Case Study: reml-and-rfigshare
First we will look at the work of the ROpenSci team and the reml package. In the vignette they show how to publish data to figshare using rfigshare package. figshare is a site where scientists can share datasets/figures/code. The goals are to encourage researchers to share negative results and make reproducible research efforts user-friendly. It also uses a tagging system for scientific research discovery. They give you unlimited public space and 1GB of private space.
Start by getting the reml package.
Code:
# func
require(devtools)
install_github("reml", "ropensci")
require(reml)
?eml_write
This is the Top-level API function for writing eml. Help page is a bit sparse. See This Link for more. For eg “for convenience, dat could simply be a data.frame and reml will launch it’s metadata wizard to assist in constructing the metadata based on the data.frame provided. While this may be helpful starting out, regular users will find it faster to define the columns and units directly in the format above.”
Now load up the test data for classification trees I described in This Post
Code:
install_github("disentangle", "ivanhanigan") # for the data
# described in prev post
# load
fpath <- system.file(file.path("extdata", "civst_gend_sector.csv"),
package = "disentangle"
)
civst_gend_sector <- read.csv(fpath)
# clean
str(civst_gend_sector)
# do
eml_write(civst_gend_sector,
creator = "Ivan Hanigan <ivanhanigan@gmail.com>")
# Starts up the wizard, a section is shown below. The wizard
# prompts in the console and the user writes the answer.
# Enter description for column 'civil_status':
# marriage status
# column civil_status appears to contain categorical data.
#
# Categories are divorced/widowed, married, single
# Please define each of the categories at the prompt
# define 'divorced/widowed':
# was once married
# define 'married':
# still married
# define 'single':
# never married
# TODO I don't really know what activity_sector is. I assumed
# school because Categories are primary, secondary, tertiary.
# this created "metadata.xml" and "metadata.csv"
file.remove(c("metadata.xml","metadata.csv"))

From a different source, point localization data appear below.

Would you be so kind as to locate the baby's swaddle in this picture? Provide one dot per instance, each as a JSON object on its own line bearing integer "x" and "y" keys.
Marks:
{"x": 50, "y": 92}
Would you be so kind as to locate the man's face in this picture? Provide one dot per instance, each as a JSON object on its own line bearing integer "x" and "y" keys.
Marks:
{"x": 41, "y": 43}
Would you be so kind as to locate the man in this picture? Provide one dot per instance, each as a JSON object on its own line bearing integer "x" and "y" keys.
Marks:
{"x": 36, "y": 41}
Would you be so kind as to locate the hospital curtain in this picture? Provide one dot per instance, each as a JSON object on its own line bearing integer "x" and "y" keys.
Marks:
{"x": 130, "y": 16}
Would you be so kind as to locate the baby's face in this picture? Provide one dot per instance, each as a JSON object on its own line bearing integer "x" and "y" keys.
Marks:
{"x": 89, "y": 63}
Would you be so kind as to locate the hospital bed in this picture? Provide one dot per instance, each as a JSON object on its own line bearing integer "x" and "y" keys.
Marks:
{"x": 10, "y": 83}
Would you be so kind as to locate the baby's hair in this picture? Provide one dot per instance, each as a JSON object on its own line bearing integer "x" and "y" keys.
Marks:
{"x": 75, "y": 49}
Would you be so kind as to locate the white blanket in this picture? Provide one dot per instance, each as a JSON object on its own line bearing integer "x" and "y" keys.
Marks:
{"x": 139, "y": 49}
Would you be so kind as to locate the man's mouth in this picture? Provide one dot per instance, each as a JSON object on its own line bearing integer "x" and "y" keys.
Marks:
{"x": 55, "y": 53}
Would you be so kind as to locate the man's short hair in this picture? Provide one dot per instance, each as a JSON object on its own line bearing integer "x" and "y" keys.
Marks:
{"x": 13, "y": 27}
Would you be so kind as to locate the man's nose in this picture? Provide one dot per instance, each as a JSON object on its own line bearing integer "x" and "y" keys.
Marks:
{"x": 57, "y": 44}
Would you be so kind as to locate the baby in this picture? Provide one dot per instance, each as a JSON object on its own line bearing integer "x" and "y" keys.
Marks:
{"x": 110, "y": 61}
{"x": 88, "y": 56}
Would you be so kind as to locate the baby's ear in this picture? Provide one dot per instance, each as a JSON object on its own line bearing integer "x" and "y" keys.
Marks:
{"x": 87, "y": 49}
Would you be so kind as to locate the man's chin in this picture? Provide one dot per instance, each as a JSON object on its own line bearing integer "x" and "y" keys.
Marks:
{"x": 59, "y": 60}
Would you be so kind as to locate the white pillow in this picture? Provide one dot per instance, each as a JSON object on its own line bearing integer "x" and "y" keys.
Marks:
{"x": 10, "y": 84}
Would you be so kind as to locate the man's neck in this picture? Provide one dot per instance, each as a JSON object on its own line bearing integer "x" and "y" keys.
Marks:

This was a very minimal data documentation effort. A bit more detail would be better. Because I would now need to re-write all that in the wizard I will take the advice of the help file that “regular users will find it faster to define the columns and units directly in the format”
Code:
ds <- data.set(civst_gend_sector,
col.defs = c("Marriage status", "sex", "education", "counts"),
unit.defs = list(c("was once married","still married","never married"),
c("women", "men"),
c("primary school","secondary school","tertiary school"),
c("persons"))
)
ds
# this prints the dataset and the metadata
# now run the EML function
eml_write(ds,
title = "civst_gend_sector",
description = "An example, fictional dataset for Decision Tree Models",
creator = "Ivan Hanigan <ivanhanigan@gmail.com>",
file = "inst/extdata/civst_gend_sector_eml.xml"
)
# this created the xml and csv with out asking anything
# but returned a
## Warning message:
## In `[<-.data.frame`(`*tmp*`, , value = list(civil_status = c(2L, :
## Setting class(x) to NULL; result will no longer be an S4 object
# TODO investigate this?
# now we can access the local EML
obj <- eml_read("inst/extdata/civst_gend_sector_eml.xml")
obj
str(dataTable(obj))
# returns an error
## Error in plyr::compact(lapply(slotNames(from), function(s) if (!isEmpty(slot(from, (from attribute.R#300) :
## subscript out of bounds
Conclusions
So this looks like a useful tool. Next steps are to:
- look at sending these data to figshare
- describe a really really REALLY simple workflow (3 lines? create metadata, eml_write, push to figshare)